L’intrigue dépasse le simple vol de bijoux pour ausculter la faune nocturne de l’après-guerre. Emmanuel Moynot capte avec acuité le cynisme de Burma face au snobisme intellectuel, au trafic de stupéfiants et à la désillusion d’une jeunesse bourgeoise en quête de sensations fortes. Le détective s’y meut avec sa verve habituelle, observateur lucide d’un quartier en pleine effervescence, dissimulant sa propre lassitude derrière une ironie mordante.

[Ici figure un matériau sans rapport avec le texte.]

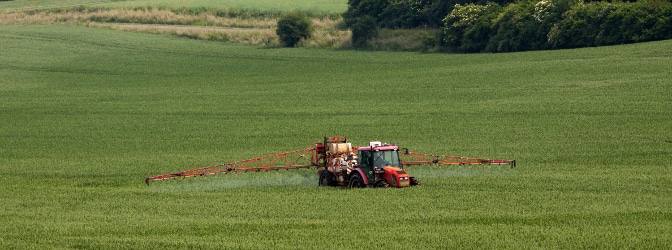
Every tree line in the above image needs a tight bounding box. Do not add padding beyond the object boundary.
[343,0,672,53]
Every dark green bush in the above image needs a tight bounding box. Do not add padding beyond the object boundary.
[275,11,313,47]
[352,16,378,48]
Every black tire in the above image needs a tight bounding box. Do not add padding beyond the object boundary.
[376,180,390,188]
[410,177,420,186]
[348,174,365,188]
[317,170,334,187]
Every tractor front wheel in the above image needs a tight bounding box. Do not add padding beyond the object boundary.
[318,170,333,187]
[348,174,364,188]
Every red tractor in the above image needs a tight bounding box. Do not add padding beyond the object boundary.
[315,136,420,188]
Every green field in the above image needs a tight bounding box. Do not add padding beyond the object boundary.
[0,23,672,249]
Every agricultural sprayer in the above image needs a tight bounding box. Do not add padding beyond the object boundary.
[145,136,516,188]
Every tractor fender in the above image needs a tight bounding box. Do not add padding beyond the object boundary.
[351,168,369,185]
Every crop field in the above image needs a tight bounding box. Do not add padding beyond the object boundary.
[0,23,672,249]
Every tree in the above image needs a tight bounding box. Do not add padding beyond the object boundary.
[275,11,313,47]
[352,16,378,48]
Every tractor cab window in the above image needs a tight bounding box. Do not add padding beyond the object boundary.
[373,150,401,168]
[357,150,371,169]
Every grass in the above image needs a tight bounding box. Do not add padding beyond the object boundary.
[0,25,672,249]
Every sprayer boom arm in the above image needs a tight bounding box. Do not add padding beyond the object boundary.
[400,151,516,168]
[145,148,318,185]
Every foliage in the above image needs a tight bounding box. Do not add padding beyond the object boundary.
[444,3,501,52]
[276,11,313,47]
[0,25,672,249]
[352,16,378,48]
[444,0,672,52]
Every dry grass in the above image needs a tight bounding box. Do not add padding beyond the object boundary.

Graphiquement, cette édition de 2017 métamorphose l’expérience de lecture. La mise en couleurs enrichit l’immersion dramatique. Elle oppose magistralement la chaleur dorée et festive des intérieurs de cafés mythiques, comme le Flore, aux tonalités froides et bleutées de la nuit parisienne. Sous les voûtes des caves de jazz, des teintes chaudes et tamisées recréent l’atmosphère enfumée et enivrante de l’époque. La couleur apporte une dimension organique aux décors d’après-guerre des carrosseries de tractions aux affiches murales, renforçant la portée historique du récit.
Cette version colorisée sublime l’adaptation en lui insufflant une atmosphère sensorielle et feutrée. Elle est vivement recommandée aux lecteurs désireux de redécouvrir le Paris des années 1950 sous un éclairage inédit.